Saudi Chicken Kabsa
Saudi Arabia's unofficial national dish. Unlike biryani's layered architecture, kabsa cooks rice and meat together from the start. Loomi — dried black lime — is the soul.
Where it comes from.
Kabsa is the national dish of Saudi Arabia and a staple of Bedouin hospitality across the Arabian Peninsula. The name comes from the Arabic root k-b-s (to press or squeeze), referring to cooking all ingredients together in one pot. Unlike biryani's layered dum structure, kabsa is a true one-pot dish where rice absorbs the meat's broth from the first moment.
How to cook it.
- 01
Build the Aromatic Base
Heat ghee in a large heavy pot. Sauté onion until golden-translucent. Add garlic, tomatoes, whole spices, and ground kabsa spice mix. Cook until the tomatoes break down into a thick sauce, about 8 minutes.
- 02
Brown the Chicken
Add chicken pieces to the pot. Brown lightly on all sides, about 5 minutes.
- 03
Add Stock & Loomi
Pour in the chicken stock. Add the pierced dried black limes. The loomi slowly releases sour, slightly citrusy notes throughout the cooking. Bring to a boil, reduce heat, and simmer covered until chicken is fully cooked and tender — about 30–35 minutes.
- 04
Finish the Chicken
Remove the cooked chicken pieces. Optional: place them briefly under a hot broiler/grill for 5–8 minutes to crisp and colour the skin. This contrast of tender meat and crisp skin is a kabsa signature.
- 05
Cook the Rice in the Broth
Add the rinsed rice directly to the spiced chicken broth. Stir, bring to a simmer, cover tightly and cook on low heat until rice is cooked and all broth has been absorbed — about 20 minutes.

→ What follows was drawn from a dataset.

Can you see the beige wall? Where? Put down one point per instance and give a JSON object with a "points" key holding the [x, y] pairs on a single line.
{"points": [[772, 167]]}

Pro tipThe rice absorbs every molecule of the spiced chicken broth from start to finish — this is the fundamental difference from biryani's separate-cooking approach.
- 06
Plate & Garnish
Mound rice onto a large communal platter. Arrange the chicken pieces on top. Scatter toasted almonds, pine nuts, and golden raisins generously across everything.
What goes on the plate.
- Daqous (Saudi tomato-chili-garlic sauce — blend fresh and serve cold)
- Green salad
- Plain yogurt
- Warm Arabic flatbread
Loomi — dried black lime — is unique to the cooking of Yemen, Oman, and the Gulf states. The limes are boiled in salt water then sun-dried for months until the interior turns completely black. The result is a concentrated, sour-smoky flavour impossible to replicate. Without loomi, kabsa is merely a spiced rice dish.